The Key to Safe Sex? Get Married Early, Says UT Professor

marriage wedding ringsA professor at the University of Texas is making his case for getting married early in life. According the the Austin American-Statesman:

If Christians aren’t waiting until marriage to have sex — and statistics show they aren’t — Mark Regnerus says he’s found the perfect solution: They should just get married right after high school . . .

His premise, in the Christianity Today piece, is that the evangelical emphasis on abstinence, combined with the growing number of adults who are getting married later in life, has created economic, biological and emotional problems for Christians. U.S. Census Bureau data show that the median age for marriage has been rising steadily since the 1960s, when the median marrying age was 20 for women and 22 for men. By 2007, the median age had risen to 25 for women and 27 for men.

Regnerus’ main argument is “that evangelical Christians have become too preoccupied with sex and turned their attention away from the damage that Americans are doing to the institution of marriage by discouraging it and delaying it.

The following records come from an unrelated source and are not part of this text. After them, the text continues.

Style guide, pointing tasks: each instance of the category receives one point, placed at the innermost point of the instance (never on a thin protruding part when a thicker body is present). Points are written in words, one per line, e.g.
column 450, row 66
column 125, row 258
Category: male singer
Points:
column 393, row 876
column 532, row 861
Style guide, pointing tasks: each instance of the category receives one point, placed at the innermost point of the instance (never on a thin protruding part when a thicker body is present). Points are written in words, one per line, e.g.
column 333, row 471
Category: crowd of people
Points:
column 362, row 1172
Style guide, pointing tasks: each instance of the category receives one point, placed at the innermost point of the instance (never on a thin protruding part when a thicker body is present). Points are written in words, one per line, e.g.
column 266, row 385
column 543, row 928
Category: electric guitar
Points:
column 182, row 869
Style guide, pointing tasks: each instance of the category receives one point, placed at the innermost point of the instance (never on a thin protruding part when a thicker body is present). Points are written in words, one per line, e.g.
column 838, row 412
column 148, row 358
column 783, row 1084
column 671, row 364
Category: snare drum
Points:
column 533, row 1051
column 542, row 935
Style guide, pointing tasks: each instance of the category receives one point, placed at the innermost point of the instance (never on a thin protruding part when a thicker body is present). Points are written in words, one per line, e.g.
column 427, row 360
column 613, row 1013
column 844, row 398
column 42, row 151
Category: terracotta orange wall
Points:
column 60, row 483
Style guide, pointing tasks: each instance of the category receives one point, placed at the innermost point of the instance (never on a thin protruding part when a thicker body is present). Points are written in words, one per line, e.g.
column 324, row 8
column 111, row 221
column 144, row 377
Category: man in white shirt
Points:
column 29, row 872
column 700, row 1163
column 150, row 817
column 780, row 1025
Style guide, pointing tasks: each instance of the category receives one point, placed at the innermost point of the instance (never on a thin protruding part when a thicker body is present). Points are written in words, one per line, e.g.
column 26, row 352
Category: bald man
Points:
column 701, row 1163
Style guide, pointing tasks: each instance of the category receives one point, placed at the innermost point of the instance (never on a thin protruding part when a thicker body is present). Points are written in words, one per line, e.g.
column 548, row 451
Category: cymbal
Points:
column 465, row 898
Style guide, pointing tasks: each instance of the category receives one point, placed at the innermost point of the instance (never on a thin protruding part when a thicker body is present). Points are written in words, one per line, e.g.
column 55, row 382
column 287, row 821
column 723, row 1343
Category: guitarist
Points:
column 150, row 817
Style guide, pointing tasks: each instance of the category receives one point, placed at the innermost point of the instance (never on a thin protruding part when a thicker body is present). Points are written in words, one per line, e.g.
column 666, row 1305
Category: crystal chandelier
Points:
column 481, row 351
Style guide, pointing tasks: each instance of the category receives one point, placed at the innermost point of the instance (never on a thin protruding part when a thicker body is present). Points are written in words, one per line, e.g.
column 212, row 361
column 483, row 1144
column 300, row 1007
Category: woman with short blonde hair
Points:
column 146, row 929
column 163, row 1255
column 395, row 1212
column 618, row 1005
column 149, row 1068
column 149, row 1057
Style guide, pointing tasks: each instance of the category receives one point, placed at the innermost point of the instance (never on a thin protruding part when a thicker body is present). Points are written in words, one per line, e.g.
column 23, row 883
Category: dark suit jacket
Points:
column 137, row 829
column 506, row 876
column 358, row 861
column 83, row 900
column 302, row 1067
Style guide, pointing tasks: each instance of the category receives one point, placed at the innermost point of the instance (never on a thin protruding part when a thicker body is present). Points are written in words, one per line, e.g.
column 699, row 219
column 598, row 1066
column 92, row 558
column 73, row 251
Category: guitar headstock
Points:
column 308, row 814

I’ve got several quarrels with this premise. For starters, high school students need to be receiving comprehensive sex education. Comprehensive sex ed includes information about abstinence, but it also empowers students to actually say no by encouraging them to look at other options besides intercourse, such as masturbation and outercourse. It also teaches them how to talk to their partner about sex so that they feel comfortable having a dialogue. These are important life skills that even adults haven’t mastered. But I really believe that people need an opportunity to experience life, make a few mistakes, and learn from those errors before you end up in a marriage. The great thing about being single in your twenties is that you can pick up and go off to China to teach English for a year, or survive on ramen noodles for a month because you blew your grocery money on concert tickets. Once you’re responsible for another person, you have to take their needs into account before you make decisions. Marriage is great, but it’s more fulfilling after living the single life for a while, imho.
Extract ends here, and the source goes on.